Learning Is More Than Where You Get An Education - Vanseo Design

Learning Is More Than Where You Get An Education - Vanseo Design


Learning Is More Than Where You Get An Education

Posted: 26 Feb 2015 05:30 AM PST

Is where you get an education or how you get an education important? I think it’s less important than many would think. It’s the education that’s important and not so much where or how you get it.


Note: This post includes an audio version. If you don’t see the audio player above, Click here to listen. You can also subscribe in iTunes

It doesn’t make a difference whether you learned to read in a classroom or from your parents or while watching Sesame Street. What matters is that you can read.

A few years ago I wrote a post talking about education. It was in response to a couple of guest posts here that discussed the value of a earning a degree or learning on your own while you work and gain practical experience.

In my post I talked about theoretical and practical knowledge. I tried to show the good and bad of learning theory in books and school as well as learning by doing the work to gain practical knowledge and experience on your own.

I received a comment recently on that older post, though I didn’t approve it. At first it seemed like a legitimate disagreement with something I said and I started thinking what I would say in reply. As my thoughts continued, I began writing them all down and before I knew it I had more than enough notes for a post.

The more I looked at the comment, the more it looked like a case of trolling and so I didn’t approve it. My apologies to the commenter for any error in interpretation I made, but trollish is how the comment ultimately came across to me.

The Comment that Led to This Post

I do have to share a little of the comment for this post to make sense. The gist was from something I’d said in the post, “;where you get your education isn’t important.” However, that fragment was taken out of context. It’s only half of what I said and the meaning is very different.

When you put the fragments back together what I was saying throughout the post was that where you get your education isn’t as important as the quality of the education you receive.

My point was (and still is) that you can get a quality education in a variety of places and no one place is automatically the best for everyone. I think if you read the whole post or even just a few paragraphs around the half sentence in question it’s clear what I meant, but maybe not.

Maybe the comment was a real disagreement with what I had said, which means I failed to communicate what I wanted to say to at least one person and probably more. I thought I’d try again to make the point.

I stand by my words in the previous post. It was sort of a follow-up to a couple of guest posts here debating the value of going to school and getting a degree or working four years and earning money.

Ultimately I think it’s important to get an education, but where you get it is less important. By “;where” I don’t specifically mean what school you went to. I mean did you go to school at all or did you teach yourself by reading books? I mean did you learn by doing the actual work and gaining practical experience? Those are the kind of things I mean by “;where.”

My Education

Before I make the case again, let me start with my background and why I think I’m qualified to make a case at all.

I’ve taken at least a semester’s worth of courses at five different schools over three different states. Three of the schools I attended for years and the schools vary in their perceived quality.

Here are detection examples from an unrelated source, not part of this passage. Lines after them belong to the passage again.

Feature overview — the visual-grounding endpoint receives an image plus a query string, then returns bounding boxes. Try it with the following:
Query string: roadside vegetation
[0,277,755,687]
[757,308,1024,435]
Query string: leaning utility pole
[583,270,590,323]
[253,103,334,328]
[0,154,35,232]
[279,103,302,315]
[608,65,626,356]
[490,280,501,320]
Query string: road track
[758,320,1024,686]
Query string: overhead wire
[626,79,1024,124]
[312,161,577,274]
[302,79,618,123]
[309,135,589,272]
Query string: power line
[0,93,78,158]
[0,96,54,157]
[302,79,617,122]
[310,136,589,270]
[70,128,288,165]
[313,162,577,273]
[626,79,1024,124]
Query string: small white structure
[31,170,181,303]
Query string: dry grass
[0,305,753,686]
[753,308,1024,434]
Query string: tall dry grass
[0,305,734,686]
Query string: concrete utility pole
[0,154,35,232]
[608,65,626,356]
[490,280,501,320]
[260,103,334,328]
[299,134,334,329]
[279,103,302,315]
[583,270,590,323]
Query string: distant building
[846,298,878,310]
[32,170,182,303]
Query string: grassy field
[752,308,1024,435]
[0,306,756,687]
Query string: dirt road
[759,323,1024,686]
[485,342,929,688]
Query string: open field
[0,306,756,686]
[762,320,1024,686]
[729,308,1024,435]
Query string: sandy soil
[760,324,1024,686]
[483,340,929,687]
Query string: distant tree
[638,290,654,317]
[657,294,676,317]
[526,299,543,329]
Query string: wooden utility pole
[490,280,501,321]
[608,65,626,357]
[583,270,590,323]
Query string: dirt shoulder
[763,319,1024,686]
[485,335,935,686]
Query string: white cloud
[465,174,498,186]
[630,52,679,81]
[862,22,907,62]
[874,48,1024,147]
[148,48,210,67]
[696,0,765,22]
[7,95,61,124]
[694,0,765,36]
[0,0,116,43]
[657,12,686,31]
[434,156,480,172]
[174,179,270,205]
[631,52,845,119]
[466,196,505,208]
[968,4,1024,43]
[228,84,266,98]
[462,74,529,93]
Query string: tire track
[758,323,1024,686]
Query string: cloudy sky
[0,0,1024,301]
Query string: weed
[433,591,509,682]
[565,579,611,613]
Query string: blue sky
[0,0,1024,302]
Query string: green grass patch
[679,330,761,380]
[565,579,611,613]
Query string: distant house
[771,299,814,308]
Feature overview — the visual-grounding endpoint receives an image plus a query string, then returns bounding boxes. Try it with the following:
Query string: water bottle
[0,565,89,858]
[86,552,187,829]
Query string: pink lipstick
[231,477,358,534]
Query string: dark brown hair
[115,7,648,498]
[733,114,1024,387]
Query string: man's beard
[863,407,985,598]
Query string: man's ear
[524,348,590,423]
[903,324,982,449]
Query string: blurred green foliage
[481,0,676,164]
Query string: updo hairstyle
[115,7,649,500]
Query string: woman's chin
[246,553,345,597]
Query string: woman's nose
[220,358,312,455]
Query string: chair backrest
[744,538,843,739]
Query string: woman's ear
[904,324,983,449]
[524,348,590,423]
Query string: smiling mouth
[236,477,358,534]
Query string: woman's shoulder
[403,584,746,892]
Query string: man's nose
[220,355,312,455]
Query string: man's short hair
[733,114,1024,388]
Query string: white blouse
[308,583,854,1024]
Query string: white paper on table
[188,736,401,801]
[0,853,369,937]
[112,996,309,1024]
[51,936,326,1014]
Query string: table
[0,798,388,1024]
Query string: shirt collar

I’ve been to one school that would probably be considered elite, another that’s seen as good to very good, and a third that I’d characterize as an average state college in a very good state university system.

I’ve also taken a semester’s worth of courses at a community college on Long Island and I’ve taken a number of continuing education and undergraduate courses at the university here in Boulder.

I attended all those courses over a span of 20 years. I wasn’t in school for 20 years in a row, but first class to last spans 20 years. The result is two undergraduate degrees, one in European History and one in Civil Engineering. In other words I’ve taken a wide variety of both math and science courses and liberal arts courses. You can toss in a couple of certificates in C++ and Web Design as well.

Over the years I’ve also taught myself quite a bit. I taught myself in between some of the schools I attended and I’ve taught myself since the last time I was inside a classroom. Most anything you read here is something I’ve taught myself.

Admittedly this is still a relatively small sample size of schools. Four of the five are from a small geographic area in the North East of the United Staes.

There are certainly people who have received more education from more colleges and universities than I have, but I’m pretty sure I’ve had more formal education than most; not all, but probably most.

I’ve taught myself more outside of school than I learned inside classrooms and it’s probably more than what most people teach themselves. I like to learn new things. I also think it makes me at least somewhat qualified to talk about the subject.

Regardless of where or how I gained an education, I’ve found the quality always has more to do with me and my effort than with who’s delivering the education.

I’ve worked hard and not so hard at both good and not so good schools and I’ve found what I took away from the experience in all cases is much more connected to my effort than what school I went to. I’ve also worked hard and not so hard at things I’ve tried to teach myself and again what I gained was directly a result of my effort, not my ability to learn or teach.

You Learn So You Can Make Better Decisions

In one sense life, like design, is a long series of decisions. We all make decisions daily, weekly, monthly, constantly. The better you can make the decisions you’re faced with, the better life you’ll likely live.

Better is a relative term. I mean better to your circumstances. It’s possible for someone to make most every right decision and still end up with a not so great life due the circumstances they were born into. Not so great is better than awful.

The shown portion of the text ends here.